The concept of a user context is foreign the the legacy XML/RPC API. The DataService.getUserInfo() method was put together quickly and wasn’t put through the the full process to be released as a documented call, but we have told people about it when asked if something like this exists.

When we started work on the REST API we wanted user context to be a first class citizen in the API. Which we have done, with the exception of providing an endpoint to expose it via an API call. This as you have pointed out is a shortcoming. Our OAuth implementation was not initially intended to be an Identity Provider solution similar to what you can accomplish with Facebook. That doesn’t mean it shouldn’t be. We have looked into some of the newer specs around Identity Management like OpenID Connect. This is probably the route we will take. It is on our radar from an REST API perspective and an Identity Provider perspective.

Yesterday after responding to your question we added the current user endpoint to our backlog to be worked on. We will prioritize it against our existing work. We do our best to respond to our developers needs and I am sure this endpoint will be completed sooner rather than later. Please keep in mind our team has limited resources just like everybody else. We are doing our best to provide our developers with the best experience possible and we need good feedback like this from our developers to help us prioritize and deliver the features you guys want/need.


(Chuck Reed) #5

Thanks.

I managed to get it all working, even had to write a pull request for node-xmlrpc to get there (apparently it’s very rare for people to use an http query string in xmlrpc requests, even though the spec seems to explicitly allow it).

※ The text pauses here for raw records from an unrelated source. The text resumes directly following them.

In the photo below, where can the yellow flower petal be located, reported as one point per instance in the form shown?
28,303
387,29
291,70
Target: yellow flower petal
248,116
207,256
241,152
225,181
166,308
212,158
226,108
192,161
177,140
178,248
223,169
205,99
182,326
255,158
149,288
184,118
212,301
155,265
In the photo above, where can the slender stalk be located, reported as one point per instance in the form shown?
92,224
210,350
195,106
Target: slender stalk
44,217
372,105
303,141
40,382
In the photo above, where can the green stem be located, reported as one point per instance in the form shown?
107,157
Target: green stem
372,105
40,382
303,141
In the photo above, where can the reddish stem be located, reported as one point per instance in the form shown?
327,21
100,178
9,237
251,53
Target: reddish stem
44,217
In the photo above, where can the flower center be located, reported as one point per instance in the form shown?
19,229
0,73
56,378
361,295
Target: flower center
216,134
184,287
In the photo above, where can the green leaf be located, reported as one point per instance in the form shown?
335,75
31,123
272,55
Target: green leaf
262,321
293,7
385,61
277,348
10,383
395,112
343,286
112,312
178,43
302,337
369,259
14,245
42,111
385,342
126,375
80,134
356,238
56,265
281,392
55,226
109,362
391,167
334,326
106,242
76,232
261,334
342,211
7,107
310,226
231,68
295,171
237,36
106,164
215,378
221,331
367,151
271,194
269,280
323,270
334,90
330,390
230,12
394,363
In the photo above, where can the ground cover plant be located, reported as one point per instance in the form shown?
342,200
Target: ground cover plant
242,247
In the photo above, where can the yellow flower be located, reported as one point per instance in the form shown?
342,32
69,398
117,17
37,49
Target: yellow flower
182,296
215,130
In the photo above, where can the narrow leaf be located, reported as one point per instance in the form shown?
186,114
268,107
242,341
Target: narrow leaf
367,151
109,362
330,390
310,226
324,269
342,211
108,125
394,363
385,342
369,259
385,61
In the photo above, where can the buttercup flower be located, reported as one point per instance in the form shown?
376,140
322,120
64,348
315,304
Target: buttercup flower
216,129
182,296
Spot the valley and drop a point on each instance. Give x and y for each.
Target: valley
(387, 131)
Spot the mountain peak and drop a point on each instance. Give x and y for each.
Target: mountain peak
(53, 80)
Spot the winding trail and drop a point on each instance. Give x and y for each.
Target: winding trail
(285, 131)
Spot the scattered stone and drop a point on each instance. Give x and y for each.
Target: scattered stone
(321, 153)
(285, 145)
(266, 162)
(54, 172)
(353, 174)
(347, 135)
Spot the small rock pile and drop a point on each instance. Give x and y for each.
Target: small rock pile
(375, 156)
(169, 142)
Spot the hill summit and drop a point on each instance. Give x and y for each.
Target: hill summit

But this morning when I went to test it, I keep getting this error message back from the server whenever I try to call the DataService.getUserInfo method:
XML-RPC fault: [InvalidParameter]Unable to obtain global user ID from request for: (my sandbox app name)

I even tried resetting back to the commit when I very first had it working, same error. Any idea what’s up?


(Nicholas Trecina) #6

Hi @Chuck_Reed, we were having an issue with our API proxy provider Mashery this morning but it has since been resolved. Can you try again and let us know if you’re still seeing any issues?


(Chuck Reed) #7

Works great, thanks!


(Luis Pereira) #8

Hi Bradley,

We are in a similar situation as Chuck was. I was wondering what it is the current situation of the current user endpoint and if there is target date for it.

Many thanks in advance,
Luis


(Bradley Booth) #9

This was actually just released a couple days ago, but the docs are not up to date yet. The endpoint is /oauth/connect/userinfo It will return an OpenId Connect 1.0 compliant response that looks like

{
    "sub": "1",
    "email": "email@domain.com",
    "given_name": "Bradley",
    "family_name": "Booth",
    "middle_name": null,
    "global_user_id": 54,
    "infusionsoft_id": "email@domain.com",
    "preferred_name": null
}

sub is the local id of the user in the app. We will get the docs pushed up soon.


API Additions and Changes 2018-01-09
(Luis Pereira) #10

Awesome! We are already using it!

Many thanks,
Luis


(Mike Christianson) #12

The docs are live, now: Retrieve User Info.